Chaperna: linking the ancient RNA and protein worlds.
作者信息
Son Ahyun, Horowitz Scott, Seong Baik L
机构信息
Department of Chemistry & Biochemistry, Knoebel Institute for Healthy Aging, University of Denver , Denver, CO, USA.
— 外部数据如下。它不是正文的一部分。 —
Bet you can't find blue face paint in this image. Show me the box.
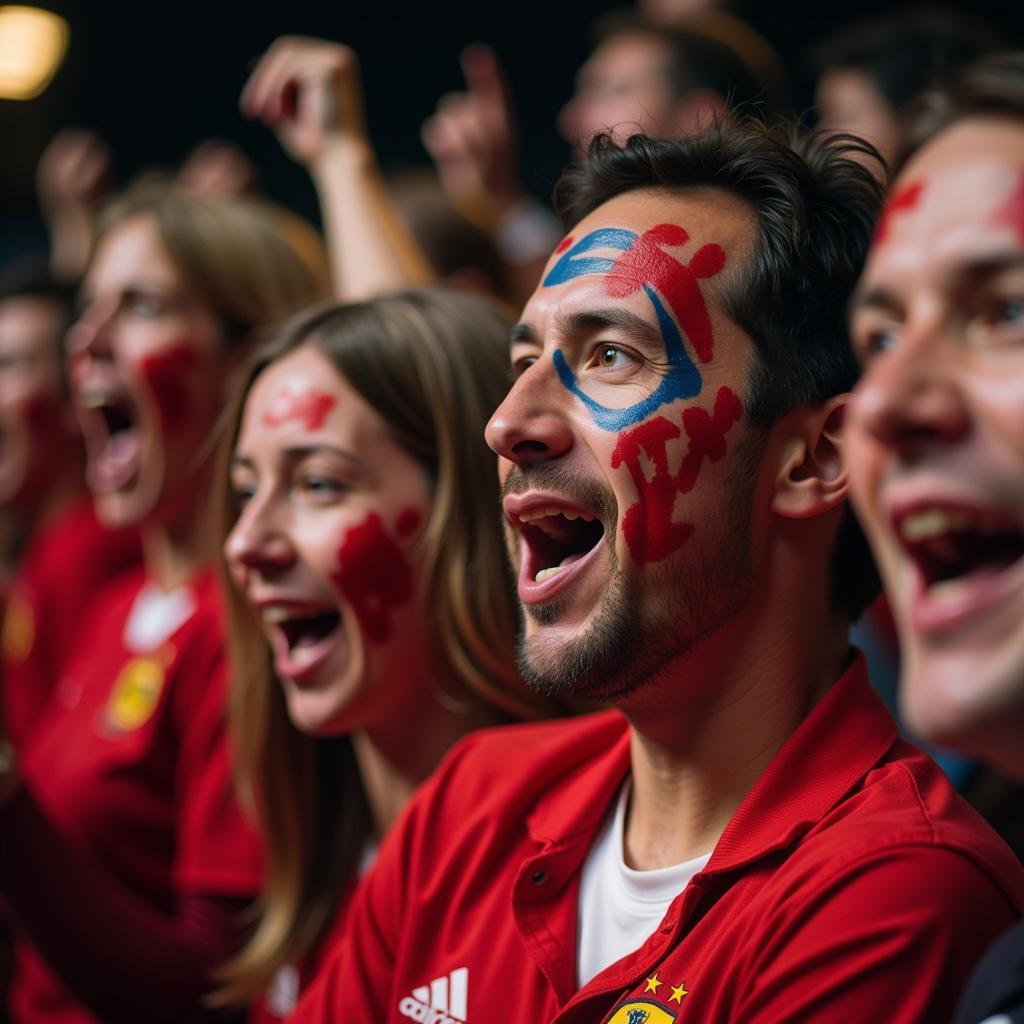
[542,227,703,431]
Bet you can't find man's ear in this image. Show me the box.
[772,394,850,519]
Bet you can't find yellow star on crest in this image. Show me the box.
[669,981,690,1006]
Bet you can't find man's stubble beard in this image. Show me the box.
[516,432,764,701]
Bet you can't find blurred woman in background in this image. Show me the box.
[0,186,324,1024]
[216,289,552,1020]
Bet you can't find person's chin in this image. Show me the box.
[899,638,1024,758]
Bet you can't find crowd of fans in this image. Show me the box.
[0,2,1024,1024]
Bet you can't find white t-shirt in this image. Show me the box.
[577,779,711,987]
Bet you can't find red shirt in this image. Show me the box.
[2,498,139,748]
[10,571,261,1024]
[248,878,358,1024]
[294,658,1024,1024]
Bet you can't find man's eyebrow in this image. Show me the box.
[849,249,1024,315]
[555,307,665,348]
[509,324,540,348]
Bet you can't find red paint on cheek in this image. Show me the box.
[871,181,925,246]
[611,387,743,565]
[332,508,422,643]
[263,388,337,430]
[992,168,1024,244]
[142,345,200,431]
[394,509,423,537]
[605,224,725,362]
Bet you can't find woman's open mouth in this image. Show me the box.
[78,385,142,494]
[260,603,341,682]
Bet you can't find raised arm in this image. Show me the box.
[241,36,433,301]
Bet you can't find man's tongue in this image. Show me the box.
[923,531,1024,592]
[535,551,588,583]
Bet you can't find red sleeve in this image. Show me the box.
[734,847,1016,1024]
[0,790,244,1024]
[172,620,263,898]
[288,739,470,1024]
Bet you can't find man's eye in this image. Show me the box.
[591,344,637,370]
[967,297,1024,349]
[231,483,256,512]
[853,326,897,364]
[992,299,1024,326]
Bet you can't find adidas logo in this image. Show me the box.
[398,967,469,1024]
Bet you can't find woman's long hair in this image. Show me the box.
[210,289,553,1001]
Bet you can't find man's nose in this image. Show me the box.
[484,356,572,466]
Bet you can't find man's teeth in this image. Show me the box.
[928,579,970,601]
[260,604,295,626]
[518,507,594,522]
[78,384,116,409]
[899,508,1007,542]
[534,565,566,583]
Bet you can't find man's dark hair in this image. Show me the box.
[0,257,76,386]
[893,50,1024,174]
[809,6,1000,114]
[555,119,883,617]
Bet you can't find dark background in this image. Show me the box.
[0,0,1024,262]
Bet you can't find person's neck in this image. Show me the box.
[623,581,849,870]
[352,681,503,840]
[140,505,213,591]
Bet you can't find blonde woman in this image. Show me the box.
[0,186,322,1024]
[224,289,565,1019]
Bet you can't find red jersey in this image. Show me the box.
[248,878,358,1024]
[9,571,261,1024]
[294,658,1024,1024]
[0,498,139,748]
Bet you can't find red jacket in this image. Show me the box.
[294,659,1024,1024]
[4,570,262,1024]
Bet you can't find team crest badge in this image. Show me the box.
[3,597,36,662]
[608,999,676,1024]
[607,971,690,1024]
[103,651,169,732]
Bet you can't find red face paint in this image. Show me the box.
[871,181,925,246]
[263,389,337,430]
[605,224,725,362]
[332,508,422,643]
[142,345,199,432]
[611,387,743,565]
[992,168,1024,244]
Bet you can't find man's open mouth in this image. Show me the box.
[895,505,1024,599]
[505,495,605,603]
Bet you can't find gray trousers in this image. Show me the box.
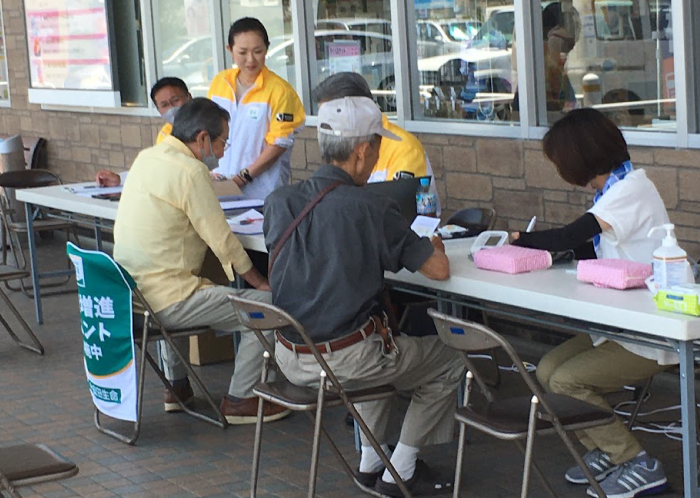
[156,286,274,398]
[275,334,465,448]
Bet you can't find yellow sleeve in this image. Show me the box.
[183,167,253,276]
[265,87,306,149]
[375,138,428,180]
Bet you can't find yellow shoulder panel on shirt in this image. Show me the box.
[372,116,427,181]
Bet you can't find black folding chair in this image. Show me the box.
[0,444,78,498]
[428,309,615,498]
[230,295,411,498]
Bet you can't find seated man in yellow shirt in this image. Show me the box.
[95,77,192,187]
[313,72,440,216]
[114,98,289,424]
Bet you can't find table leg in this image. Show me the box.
[24,202,44,324]
[95,218,102,251]
[680,341,698,498]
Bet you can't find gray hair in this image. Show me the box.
[318,133,377,164]
[313,71,372,104]
[171,97,231,144]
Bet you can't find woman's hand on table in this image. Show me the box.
[232,175,245,188]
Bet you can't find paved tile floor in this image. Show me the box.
[0,242,682,498]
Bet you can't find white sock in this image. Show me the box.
[360,444,391,473]
[382,443,419,482]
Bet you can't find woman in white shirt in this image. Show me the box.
[513,109,678,498]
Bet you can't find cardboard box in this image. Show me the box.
[190,330,234,366]
[211,180,243,200]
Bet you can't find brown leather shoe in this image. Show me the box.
[221,396,291,425]
[164,379,194,412]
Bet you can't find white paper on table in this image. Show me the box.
[226,209,263,235]
[73,185,124,197]
[219,199,265,210]
[411,215,440,237]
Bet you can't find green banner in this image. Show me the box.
[67,242,136,421]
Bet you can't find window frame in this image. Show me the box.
[0,0,12,108]
[19,0,700,149]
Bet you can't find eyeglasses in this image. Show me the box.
[216,137,231,150]
[157,95,187,112]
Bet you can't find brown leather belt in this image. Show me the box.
[275,316,378,354]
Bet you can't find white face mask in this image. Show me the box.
[202,137,219,171]
[161,107,180,124]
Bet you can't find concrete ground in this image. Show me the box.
[0,241,683,498]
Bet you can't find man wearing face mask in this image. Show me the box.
[95,77,192,187]
[114,98,289,424]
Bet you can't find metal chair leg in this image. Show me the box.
[627,376,654,429]
[520,396,540,498]
[452,371,474,498]
[250,351,270,498]
[308,370,327,498]
[0,289,44,356]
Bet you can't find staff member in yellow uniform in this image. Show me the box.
[208,17,306,199]
[313,72,440,216]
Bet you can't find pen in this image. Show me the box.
[525,216,537,233]
[240,218,263,225]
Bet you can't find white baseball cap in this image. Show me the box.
[318,97,401,141]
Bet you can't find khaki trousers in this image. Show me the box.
[156,286,274,398]
[537,335,667,464]
[275,334,465,448]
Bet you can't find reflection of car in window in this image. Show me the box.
[416,19,481,58]
[316,17,391,36]
[266,29,396,111]
[160,36,214,97]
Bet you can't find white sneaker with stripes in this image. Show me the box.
[588,455,668,498]
[564,448,617,484]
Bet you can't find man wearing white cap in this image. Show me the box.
[264,97,464,496]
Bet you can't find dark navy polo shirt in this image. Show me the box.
[263,165,434,343]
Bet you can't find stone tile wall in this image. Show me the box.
[0,0,700,257]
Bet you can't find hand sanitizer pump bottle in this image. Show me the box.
[647,223,695,290]
[416,178,437,217]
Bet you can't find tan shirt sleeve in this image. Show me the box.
[183,166,253,281]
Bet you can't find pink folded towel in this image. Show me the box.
[474,245,552,274]
[576,259,652,289]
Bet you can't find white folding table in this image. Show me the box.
[16,186,700,498]
[387,239,700,498]
[16,183,265,323]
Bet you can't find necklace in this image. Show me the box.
[236,74,255,91]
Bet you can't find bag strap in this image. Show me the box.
[267,181,343,278]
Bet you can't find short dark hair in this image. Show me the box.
[228,17,270,48]
[151,76,190,105]
[542,108,630,187]
[171,97,231,144]
[313,71,372,104]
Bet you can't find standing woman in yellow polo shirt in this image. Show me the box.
[208,17,306,199]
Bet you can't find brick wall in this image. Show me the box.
[0,0,700,257]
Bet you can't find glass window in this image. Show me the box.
[409,0,517,123]
[153,0,214,97]
[0,0,10,103]
[230,0,297,90]
[311,0,396,112]
[539,0,676,131]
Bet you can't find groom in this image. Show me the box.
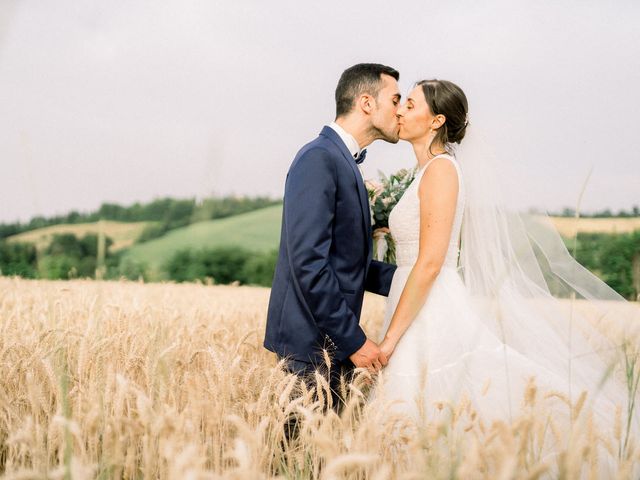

Department of Biotechnology, College of Bioscience and Biotechnology, Yonsei University , Seoul, Korea.
出版信息
RNA Biol. 2021 Jan;18(1):16-23. doi: 10.1080/15476286.2020.1801199. Epub 2020 Aug 11.
Abstract
As a mental framework for the transition of self-replicating biological forms, the RNA world concept stipulates a dual function of RNAs as genetic substance and catalyst. The chaperoning function is found intrinsic to ribozymes involved in protein synthesis and tRNA maturation, enriching the primordial RNA world with proteins of biological relevance. The ribozyme-resident protein folding activity, even before the advent of protein-based molecular chaperone, must have expedited the transition of the RNA world into the present protein theatre.
摘要
作为自我复制生物形式转变的精神框架,RNA 世界概念规定了 RNA 作为遗传物质和催化剂的双重功能。在涉及蛋白质合成和 tRNA 成熟的核酶中发现了伴侣功能,使与生物学相关的蛋白质丰富了原始的 RNA 世界。核酶固有的蛋白质折叠活性,甚至在基于蛋白质的分子伴侣出现之前,就必须加速 RNA 世界向现在的蛋白质舞台的转变。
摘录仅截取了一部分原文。